Wow, it has already been over a week since GTC and the dust is still settling. From Jensen’s keynote address until we tore down our booth it was nonstop activity. If you missed any of our announcements or sessions at the show, read on!
Our top announcement was the launch of our latest appliance for Generative AI and Large Language Model workloads, the AI400X2 Turbo. Boasting 30% more power than its predecessor, the AI400X2 Turbo offers faster performance and increased network connectivity, crucial for supporting the expanding AI workloads and GPU-accelerated processing in data centers. With impressive write speeds of 120 GB/s and read speeds of 75 GB/s per 2U appliance, the AI400X2 Turbo aims to improve ROI for GPU clusters and support Generative AI, Inference, and various AI frameworks more efficiently. The right data storage architecture is essential to effectively accelerating AI ROI and maximizing GPU utilization. The AI400X2 Turbo further solidifies DDN’s stance as a leading provider of high-efficiency, high-performance solutions for large-scale AI and language model application.
DDN also announced its support for GPU systems at NVIDIA’s largest Could Partners. With systems at leading providers like Lambda, Vultr, Scaleway, Bitdeer and others, DDN continues to expand on its success with providers building hosted solutions for or Distributed Training of LLMs, Foundation Models & Generative AI. These providers have selected DDN because of our proven track record of supplying scalable and reliable solutions that make GPU-based cloud implementations more efficient and cost-effective. To get the most out of your hosted workloads, ensure that the GPUs you are using are backed by DDN storage.
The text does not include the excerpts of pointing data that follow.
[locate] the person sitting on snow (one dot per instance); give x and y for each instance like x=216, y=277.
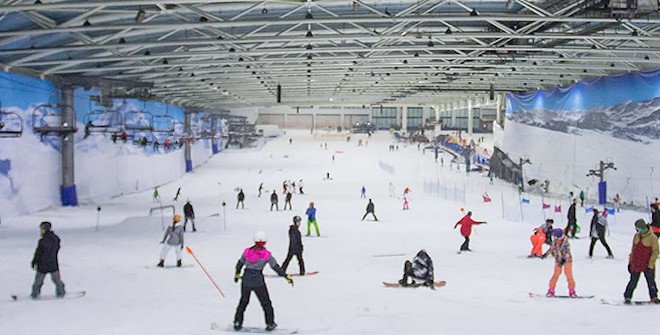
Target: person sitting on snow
x=420, y=271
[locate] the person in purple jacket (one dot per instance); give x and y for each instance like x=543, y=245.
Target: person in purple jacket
x=255, y=259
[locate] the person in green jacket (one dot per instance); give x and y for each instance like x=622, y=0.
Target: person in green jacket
x=642, y=260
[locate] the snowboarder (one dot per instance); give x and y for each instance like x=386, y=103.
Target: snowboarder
x=255, y=259
x=466, y=229
x=295, y=246
x=173, y=238
x=597, y=232
x=287, y=200
x=241, y=198
x=273, y=201
x=45, y=261
x=642, y=260
x=188, y=215
x=420, y=271
x=311, y=219
x=571, y=227
x=561, y=250
x=370, y=209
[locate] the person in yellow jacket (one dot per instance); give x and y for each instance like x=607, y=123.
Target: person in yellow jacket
x=642, y=259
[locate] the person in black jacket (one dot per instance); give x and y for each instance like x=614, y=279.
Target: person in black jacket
x=295, y=246
x=45, y=261
x=370, y=209
x=188, y=214
x=572, y=221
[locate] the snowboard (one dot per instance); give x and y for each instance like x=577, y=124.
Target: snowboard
x=312, y=273
x=73, y=295
x=620, y=303
x=537, y=295
x=436, y=284
x=253, y=330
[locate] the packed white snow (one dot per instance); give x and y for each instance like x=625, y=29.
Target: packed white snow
x=486, y=292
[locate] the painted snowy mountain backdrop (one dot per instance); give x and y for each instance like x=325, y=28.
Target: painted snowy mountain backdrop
x=634, y=121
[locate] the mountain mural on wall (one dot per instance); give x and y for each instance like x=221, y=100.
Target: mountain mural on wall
x=633, y=121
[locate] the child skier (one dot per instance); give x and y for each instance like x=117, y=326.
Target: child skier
x=174, y=238
x=561, y=250
x=255, y=259
x=642, y=260
x=466, y=229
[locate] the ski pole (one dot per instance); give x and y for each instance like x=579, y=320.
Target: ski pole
x=205, y=272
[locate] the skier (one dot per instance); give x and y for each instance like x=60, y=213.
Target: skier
x=240, y=197
x=273, y=201
x=642, y=259
x=571, y=227
x=561, y=250
x=311, y=219
x=287, y=200
x=45, y=261
x=188, y=214
x=255, y=259
x=295, y=246
x=420, y=271
x=370, y=209
x=597, y=232
x=173, y=238
x=655, y=219
x=466, y=229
Additional announcements included DDN’s support for BlueField 3 DPUs in our EXAScaler and Infinia systems, as well as our announcement of NVIDIA as a DDN customer for the storage behind their Eos AI Supercomputer. As organizations deploy AI infrastructures in their data centers and in the cloud, the need for generative AI and AI frameworks to operate and scale reliably and cost-effectively has become increasingly important. Using these DPUs in our systems will allow us to scale further and increase the efficiency of the data path as these frameworks get larger and more complex. Our experience supporting NVIDIA’s massive environments (the Eos cluster is made up of more than 4600 GPUs) has given us the expertise to deliver efficient solutions for the largest AI systems all around the world and offer a full stack blueprint for turn-key AI infrastructure.
GTC Sessions
You can still view many of the GTC sessions on demand, for free, at the GTC site. Sessions to note include:
- DDN’s senior vice president of products, Dr. James Coomer, discussing what optimizations and instrumentation breakthroughs are needed to scale workloads for thousands of systems worldwide.
- The panel discussion, hosted by NVIDIA’s Rob Davis, features DDN’s CTO, Sven Oehme, discussing the evolving landscape of AI storage platforms and the challenges they face delivering to generative AI models.
- Vice president of marketing, Kurt Kuckein, discussing a wide range of AI storage topics with Matt Marshall of VentureBeat.
For a complete list of DDN’s sessions, check on our GTC event page.
Generative AI and large language models are igniting a revolution, but realizing their full potential for business applications requires well thought out end-to-end data center infrastructure optimization. Whether you’re training language models at scale or deploying generative AI solutions for your business or research initiatives, GTC provided extensive examples on how to optimize your full stack AI infrastructure in data centers or in the cloud. DDN and its partners are redefining what is possible in the era of accelerated computing, and we have plenty more to come!